Avi shrugged. “Yes, actually. You said you don’t want to talk about Anu, even though I didn’t even know you liked Anu. And now you’re sad because you dumped Anu. But I also don’t understand how all of this happened. I mean…I understood it. I am a fan of Faces of India ! But…”
Charlie settled on the front stoop of the gallery next to Avi, who’d stopped building the tree.
He just had a bewildered expression on his face, like when Meher wanted to have ‘serious talks’ with him. He couldn’t understand the need or point of it but he loved her enough to try.
And he did love Charlie enough to try.
“I wasn’t really good at anything when we were kids, was I? Not sports or studies or arts and crafts or anything.” Charlie asked quietly.
Avi shifted his short-clad knees restlessly. He saw the Minnie Mouse socks Meher had gifted him as a gag gift. And he was immensely grateful he had no secrets from the person he trusted the most in the world.
This whole keeping secrets thing was insane. Exhausting.
“It’s okay,” Charlie assured Avi. “I know that. Everyone knows that. I have made my peace with it. Some children are late bloomers. I bloomed at eighteen, as soon as I left that godforsaken town. It killed me inside, Avi.”
Avi’s heart ached at the hurt he heard in Charlie’s voice. He knew it had been bad staying with his grandfather for Charlie but he’d always assumed…no…hoped Charlie would eventually find his place in the family.
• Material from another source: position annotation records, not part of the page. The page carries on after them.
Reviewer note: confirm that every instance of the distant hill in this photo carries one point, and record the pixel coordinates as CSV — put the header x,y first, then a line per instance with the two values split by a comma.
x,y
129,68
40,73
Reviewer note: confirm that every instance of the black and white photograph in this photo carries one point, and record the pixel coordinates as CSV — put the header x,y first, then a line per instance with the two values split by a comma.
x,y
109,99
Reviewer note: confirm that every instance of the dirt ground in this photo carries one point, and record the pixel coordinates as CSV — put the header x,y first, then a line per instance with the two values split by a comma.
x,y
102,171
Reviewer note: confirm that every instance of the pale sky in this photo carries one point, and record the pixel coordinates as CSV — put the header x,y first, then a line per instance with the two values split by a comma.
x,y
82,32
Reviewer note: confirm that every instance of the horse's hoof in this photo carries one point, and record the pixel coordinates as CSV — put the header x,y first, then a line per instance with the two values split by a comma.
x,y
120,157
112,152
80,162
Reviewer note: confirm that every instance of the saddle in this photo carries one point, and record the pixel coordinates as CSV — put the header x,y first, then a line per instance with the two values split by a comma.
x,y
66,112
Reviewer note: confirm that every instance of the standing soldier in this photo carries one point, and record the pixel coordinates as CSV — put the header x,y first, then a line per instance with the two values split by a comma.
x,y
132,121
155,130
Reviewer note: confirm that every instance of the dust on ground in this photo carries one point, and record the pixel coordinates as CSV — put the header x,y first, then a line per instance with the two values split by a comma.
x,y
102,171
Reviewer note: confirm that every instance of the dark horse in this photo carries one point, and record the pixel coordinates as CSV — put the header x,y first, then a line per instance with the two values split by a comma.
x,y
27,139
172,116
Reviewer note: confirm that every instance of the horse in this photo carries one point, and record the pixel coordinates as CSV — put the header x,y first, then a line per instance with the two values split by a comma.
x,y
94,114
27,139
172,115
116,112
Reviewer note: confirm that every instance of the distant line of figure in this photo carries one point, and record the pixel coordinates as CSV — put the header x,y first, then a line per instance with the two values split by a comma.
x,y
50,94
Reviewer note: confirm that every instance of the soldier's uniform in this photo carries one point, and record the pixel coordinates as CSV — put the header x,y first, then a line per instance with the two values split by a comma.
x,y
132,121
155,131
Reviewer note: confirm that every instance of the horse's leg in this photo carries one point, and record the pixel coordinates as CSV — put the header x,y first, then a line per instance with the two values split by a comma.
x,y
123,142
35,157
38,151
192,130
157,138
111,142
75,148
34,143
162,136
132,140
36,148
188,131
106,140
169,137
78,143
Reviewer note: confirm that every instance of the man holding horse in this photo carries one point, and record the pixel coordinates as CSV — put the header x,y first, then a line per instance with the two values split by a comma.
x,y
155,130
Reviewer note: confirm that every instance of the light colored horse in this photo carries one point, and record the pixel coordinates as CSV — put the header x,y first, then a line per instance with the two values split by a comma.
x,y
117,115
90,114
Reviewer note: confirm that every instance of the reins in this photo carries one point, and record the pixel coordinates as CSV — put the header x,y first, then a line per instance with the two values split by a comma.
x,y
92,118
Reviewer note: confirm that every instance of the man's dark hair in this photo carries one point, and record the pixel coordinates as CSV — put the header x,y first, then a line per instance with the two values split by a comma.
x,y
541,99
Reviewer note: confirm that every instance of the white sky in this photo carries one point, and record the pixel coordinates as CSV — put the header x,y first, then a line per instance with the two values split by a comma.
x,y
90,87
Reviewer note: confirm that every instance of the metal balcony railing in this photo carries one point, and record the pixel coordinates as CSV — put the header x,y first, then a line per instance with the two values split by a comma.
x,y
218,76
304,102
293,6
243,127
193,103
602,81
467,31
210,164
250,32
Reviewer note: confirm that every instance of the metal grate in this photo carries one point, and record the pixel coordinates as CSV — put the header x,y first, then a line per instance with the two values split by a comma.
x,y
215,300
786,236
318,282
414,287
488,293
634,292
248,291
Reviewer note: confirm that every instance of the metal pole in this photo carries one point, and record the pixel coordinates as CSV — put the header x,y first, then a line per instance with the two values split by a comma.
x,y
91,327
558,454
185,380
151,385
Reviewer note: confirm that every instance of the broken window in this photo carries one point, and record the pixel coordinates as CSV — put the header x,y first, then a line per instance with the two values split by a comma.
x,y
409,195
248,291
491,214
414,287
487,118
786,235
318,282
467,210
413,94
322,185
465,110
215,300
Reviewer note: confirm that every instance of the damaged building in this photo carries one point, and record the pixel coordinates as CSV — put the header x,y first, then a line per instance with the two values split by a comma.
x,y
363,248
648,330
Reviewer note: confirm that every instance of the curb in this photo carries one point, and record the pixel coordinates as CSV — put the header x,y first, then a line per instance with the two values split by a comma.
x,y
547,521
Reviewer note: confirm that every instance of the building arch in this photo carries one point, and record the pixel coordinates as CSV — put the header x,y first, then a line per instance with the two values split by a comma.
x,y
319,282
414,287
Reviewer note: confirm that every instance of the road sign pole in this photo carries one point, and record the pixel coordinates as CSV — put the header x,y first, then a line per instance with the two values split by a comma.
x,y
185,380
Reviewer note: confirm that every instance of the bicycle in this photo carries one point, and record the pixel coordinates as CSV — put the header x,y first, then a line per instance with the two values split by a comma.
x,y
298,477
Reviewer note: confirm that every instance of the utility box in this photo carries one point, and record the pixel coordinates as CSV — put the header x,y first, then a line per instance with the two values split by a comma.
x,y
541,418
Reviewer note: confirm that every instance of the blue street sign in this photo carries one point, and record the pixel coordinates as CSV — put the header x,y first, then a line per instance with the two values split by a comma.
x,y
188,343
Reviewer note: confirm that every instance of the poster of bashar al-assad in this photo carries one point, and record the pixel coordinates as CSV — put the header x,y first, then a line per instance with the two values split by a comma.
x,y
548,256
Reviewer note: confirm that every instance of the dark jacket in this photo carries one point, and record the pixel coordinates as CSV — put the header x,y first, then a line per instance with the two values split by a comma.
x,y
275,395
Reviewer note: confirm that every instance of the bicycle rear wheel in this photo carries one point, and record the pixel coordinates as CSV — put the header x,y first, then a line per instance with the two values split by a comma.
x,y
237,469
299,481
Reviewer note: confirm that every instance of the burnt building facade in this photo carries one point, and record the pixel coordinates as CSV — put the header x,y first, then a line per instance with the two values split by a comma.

“Even you guys didn’t know, not really, how much I needed to leave. I had to become my own person, my own man. And I had no education, no money, no backup. So I had to pick the first job that came my way. I worked out of a portrait studio in Madurai for six months, picked up enough to understand how lighting and composition worked…saved up enough to buy an old digital camera.”